Book uncovers Dorset's first known tribe
- Published
A Dorset author has fresh evidence to suggest that Dorset's first-known tribe was made up of independent baronies and not of a unified state.
The tribe of the Durotriges was listed by the Greek geographer Ptolemy in the 2nd Century AD.
Dr Martin Papworth is the author of The Search for the Durotriges: Dorset and the West Country in the Late Iron Age.
He said: "Different parts of Dorset were occupied by different people."
He added: "In Dorchester crouch burials with offerings indicated a belief in the afterlife, while at Hod Hill a different culture had human and animal bones thrown together into pits like rubbish.
"These distinctive cultures made an alliance together and by the eve of the Roman invasion they were all using the same coinage.
"While they traded with each other, this was still a loose confederacy of different tribes.

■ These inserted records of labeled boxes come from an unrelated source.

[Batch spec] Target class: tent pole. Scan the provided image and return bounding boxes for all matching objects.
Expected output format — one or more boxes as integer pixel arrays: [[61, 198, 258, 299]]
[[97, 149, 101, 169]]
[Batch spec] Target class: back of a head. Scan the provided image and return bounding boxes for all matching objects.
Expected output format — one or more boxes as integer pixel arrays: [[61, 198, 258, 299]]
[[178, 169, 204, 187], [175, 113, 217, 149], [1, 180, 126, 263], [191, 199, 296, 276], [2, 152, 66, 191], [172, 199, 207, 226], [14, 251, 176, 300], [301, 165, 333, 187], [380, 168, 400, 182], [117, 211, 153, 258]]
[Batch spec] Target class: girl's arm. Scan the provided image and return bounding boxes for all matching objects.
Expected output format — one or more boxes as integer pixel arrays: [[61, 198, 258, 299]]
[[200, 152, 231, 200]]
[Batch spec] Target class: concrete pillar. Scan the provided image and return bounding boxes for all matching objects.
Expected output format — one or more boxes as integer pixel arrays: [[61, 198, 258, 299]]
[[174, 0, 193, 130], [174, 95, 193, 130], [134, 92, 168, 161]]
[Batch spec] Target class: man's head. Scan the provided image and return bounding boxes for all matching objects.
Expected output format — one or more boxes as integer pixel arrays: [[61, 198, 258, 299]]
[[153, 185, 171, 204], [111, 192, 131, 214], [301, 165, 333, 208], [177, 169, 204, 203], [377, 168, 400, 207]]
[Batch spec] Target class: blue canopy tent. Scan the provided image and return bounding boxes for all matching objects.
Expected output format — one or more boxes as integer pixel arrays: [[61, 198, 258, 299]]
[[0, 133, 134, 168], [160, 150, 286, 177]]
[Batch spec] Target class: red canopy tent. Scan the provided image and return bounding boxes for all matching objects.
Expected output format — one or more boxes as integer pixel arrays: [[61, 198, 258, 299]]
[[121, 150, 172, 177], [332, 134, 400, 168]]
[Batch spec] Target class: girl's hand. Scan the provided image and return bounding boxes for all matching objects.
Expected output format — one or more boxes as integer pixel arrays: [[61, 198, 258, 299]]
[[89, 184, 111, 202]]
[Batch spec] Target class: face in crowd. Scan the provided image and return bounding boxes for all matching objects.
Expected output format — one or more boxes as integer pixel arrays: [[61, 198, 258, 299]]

"In West Dorset, in places like Lyme Regis and Marshwood, there is no evidence of the people there having used the Durotrigan currency.
"These areas weren't part of the Durotrigan empire."
Roman Conquest
Dr Papworth, an archaeologist for the National Trust, has lived in Dorset since the 1970s and said since then had always been "fascinated" by the Durotriges.
"The Durotriges lie on the brink of history. They are the earliest named people of South Somerset, South Wiltshire and Dorset," he said.
Traditionally it has been believed that the Durotrigans formed an Iron Age tribe whose territory included Dorset and parts of neighbouring Somerset, Wiltshire and Hampshire.
Their hill forts are amongst the largest in Britain.
"Many of their great fortress homes can be visited today. Some of the best, like Hod Hill, Badbury Rings and Eggardon, are freely accessible and cared for by the National Trust," Dr Papworth said.
He said in 43-44 AD those fortresses were involved in the Roman Conquest, when the Romans fought against the Durotrigan people to claim the Battle for Britain.
Dr Papworth said: "The Romans had to fight the Durotriges hill fort by hill fort. There is certainly evidence of conflict - like ballista arrows found inside some of the forts, as a show of strength."
He said the people named by the Romans as Durotriges adapted to the Roman culture, becoming part of the Romano-British.
Dr Papworth has explored their culture prior to invasion in his book, which took him 10 years to write.